The number and percent of records with a value of 0 in the source concept field @cdmFieldName in the @cdmTableName table.

Definition

  • Numerator: The number of rows with a value of 0 in the _source_concept_id source concept field.
  • Denominator: The total number of rows in the table.
  • Related CDM Convention(s): Source concept mapping
  • CDM Fields/Tables: All source concept ID (_source_concept_id) columns in all event tables.
  • Default Threshold Value:
    • 10% for source concept ID columns in condition, drug, measurement, procedure, device, and observation tables
    • 100% for all other source concept ID columns

User Guidance

Source concept mapping is an important part of the OMOP concept mapping process which allows data users insight into the provenance of the data they are analyzing. It’s important to populate the source concept ID field for all source values that exist in the OMOP vocabulary. Failures of this check should be well-understood and documented so that data users can plan accordingly in the case missing data might impact their analysis.

ETL Developers

Recall that the _source_concept_id columns should contain the OMOP concept representing the exact code used in the source data for a given record: “If the <_source_value> is coded in the source data using an OMOP supported vocabulary put the concept id representing the source value here.”

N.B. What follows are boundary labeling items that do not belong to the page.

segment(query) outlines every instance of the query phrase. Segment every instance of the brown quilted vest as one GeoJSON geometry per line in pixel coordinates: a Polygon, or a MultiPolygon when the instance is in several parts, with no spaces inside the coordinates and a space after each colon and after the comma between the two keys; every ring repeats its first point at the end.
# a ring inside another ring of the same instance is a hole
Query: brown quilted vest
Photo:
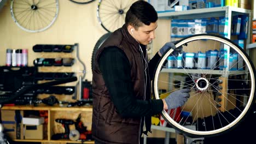
{"type": "MultiPolygon", "coordinates": [[[[124,26],[112,33],[96,53],[92,77],[93,137],[106,143],[139,143],[141,118],[124,118],[117,113],[98,67],[97,61],[101,52],[113,46],[122,50],[129,60],[134,96],[141,100],[150,98],[150,94],[144,98],[144,71],[138,43],[124,26]]],[[[150,92],[149,85],[147,85],[147,91],[150,92]]]]}

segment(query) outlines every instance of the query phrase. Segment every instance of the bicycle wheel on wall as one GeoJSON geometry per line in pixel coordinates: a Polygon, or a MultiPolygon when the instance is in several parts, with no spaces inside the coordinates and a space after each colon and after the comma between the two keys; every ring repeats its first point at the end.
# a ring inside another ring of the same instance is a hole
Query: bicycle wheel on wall
{"type": "Polygon", "coordinates": [[[99,0],[97,17],[101,26],[113,32],[125,23],[125,15],[130,7],[137,0],[99,0]]]}
{"type": "Polygon", "coordinates": [[[59,13],[57,0],[11,0],[11,17],[22,29],[39,32],[49,28],[59,13]]]}
{"type": "Polygon", "coordinates": [[[177,47],[181,46],[183,56],[174,57],[170,49],[162,56],[153,79],[153,94],[162,99],[189,88],[190,97],[175,117],[170,116],[172,111],[163,111],[162,116],[192,137],[216,136],[235,128],[254,103],[255,69],[249,57],[232,41],[214,35],[183,38],[176,42],[177,47]]]}

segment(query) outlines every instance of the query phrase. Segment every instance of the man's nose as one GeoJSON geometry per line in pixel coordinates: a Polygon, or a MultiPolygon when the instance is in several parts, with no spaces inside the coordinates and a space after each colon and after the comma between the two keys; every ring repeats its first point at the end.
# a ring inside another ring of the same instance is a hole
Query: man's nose
{"type": "Polygon", "coordinates": [[[155,31],[151,32],[150,37],[150,39],[154,39],[155,38],[155,31]]]}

A failure of this check usually indicates a failure to map a source value to an OMOP concept. In some cases, such a failure can and should be remediated in the concept-mapping step of the ETL. In other cases, it may represent a mapping that currently is not possible to implement.

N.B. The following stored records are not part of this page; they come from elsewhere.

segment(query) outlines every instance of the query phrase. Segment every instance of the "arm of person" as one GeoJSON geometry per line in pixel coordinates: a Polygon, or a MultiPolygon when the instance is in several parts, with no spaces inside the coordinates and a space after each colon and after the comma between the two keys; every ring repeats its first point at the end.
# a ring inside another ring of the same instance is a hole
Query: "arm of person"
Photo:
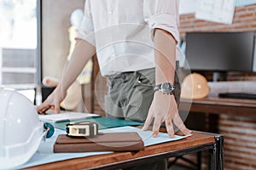
{"type": "MultiPolygon", "coordinates": [[[[156,29],[153,37],[155,58],[155,84],[170,82],[173,84],[176,67],[176,44],[172,35],[164,30],[156,29]]],[[[155,92],[148,110],[143,130],[153,125],[153,136],[157,137],[162,122],[165,122],[167,133],[174,137],[174,125],[184,134],[191,133],[183,124],[178,115],[177,105],[174,95],[166,95],[155,92]]]]}
{"type": "Polygon", "coordinates": [[[60,105],[65,99],[67,90],[82,71],[84,65],[96,54],[96,48],[88,42],[78,39],[62,77],[53,93],[37,107],[38,113],[45,113],[54,107],[55,113],[60,112],[60,105]]]}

To investigate the failure, run the following query:

SELECT  
  concept.concept_name AS standard_concept_name, 
  cdmTable._concept_id, -- standard concept ID field for the table 
  c2.concept_name AS source_value_concept_name, 
  cdmTable._source_value, -- source value field for the table 
  COUNT(*) 
FROM @cdmDatabaseSchema.@cdmTableName cdmTable 
LEFT JOIN @vocabDatabaseSchema.concept ON concept.concept_id = cdmTable._concept_id 
-- WARNING this join may cause fanning if a source value exists in multiple vocabularies 
LEFT JOIN @vocabDatabaseSchema.concept c2 ON concept.concept_code = cdmTable._source_value 
AND c2.domain_id = <Domain of cdmTable> 
WHERE cdmTable.@cdmFieldName = 0  
GROUP BY 1,2,3 
ORDER BY 4 DESC 

The query results will give you a summary of the source codes which failed to map to an OMOP concept. Inspecting this data should give you an initial idea of what might be going on.

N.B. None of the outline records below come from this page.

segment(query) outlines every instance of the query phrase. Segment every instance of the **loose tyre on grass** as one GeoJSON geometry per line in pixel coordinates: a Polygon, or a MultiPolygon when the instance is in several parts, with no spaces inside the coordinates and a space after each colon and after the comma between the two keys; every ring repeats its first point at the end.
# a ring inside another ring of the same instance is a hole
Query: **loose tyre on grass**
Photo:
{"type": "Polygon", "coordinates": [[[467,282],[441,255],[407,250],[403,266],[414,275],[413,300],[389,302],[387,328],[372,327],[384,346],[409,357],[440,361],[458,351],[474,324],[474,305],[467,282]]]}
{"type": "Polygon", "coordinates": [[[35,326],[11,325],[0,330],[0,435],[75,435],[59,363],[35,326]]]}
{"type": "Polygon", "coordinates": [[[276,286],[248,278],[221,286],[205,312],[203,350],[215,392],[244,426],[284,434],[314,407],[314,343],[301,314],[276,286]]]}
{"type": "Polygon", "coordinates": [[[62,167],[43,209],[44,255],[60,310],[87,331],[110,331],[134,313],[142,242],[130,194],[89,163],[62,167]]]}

If source values return legitimate matches on concept_code, it’s possible that there is an error in the concept mapping step of your ETL. Please note that while the _source_concept_id fields are technically not required, it is highly recommended to populate them with OMOP concepts whenever possible. This will greatly aid analysts in understanding the provenance of the data.

If source values do NOT return matches on concept_code and you are NOT handling concept mapping locally for a non-OMOP source vocabulary, then you likely have a malformed source code or one that does not exist in the OMOP vocabulary. Please see the documentation in the standardConceptRecordCompleteness page for instructions on how to handle this scenario.

Data Users

Since most standard OHDSI analytic workflows rely on the standard concept field and not the source concept field, failures of this check will not necessarily impact your analysis. However, having the source concept will give you a better understanding of the provenance of the code and highlight potential issues where meaning is lost due to mapping to a standard concept.

Utilize the investigation queries above to understand the scope and impact of the mapping failures on your specific analytic use case. If none of the affected codes seem to be relevant for your analysis, it may be acceptable to ignore the failure. However, since it is not always possible to understand exactly what a given source value represents, you should proceed with caution and confirm any findings with your ETL provider if possible.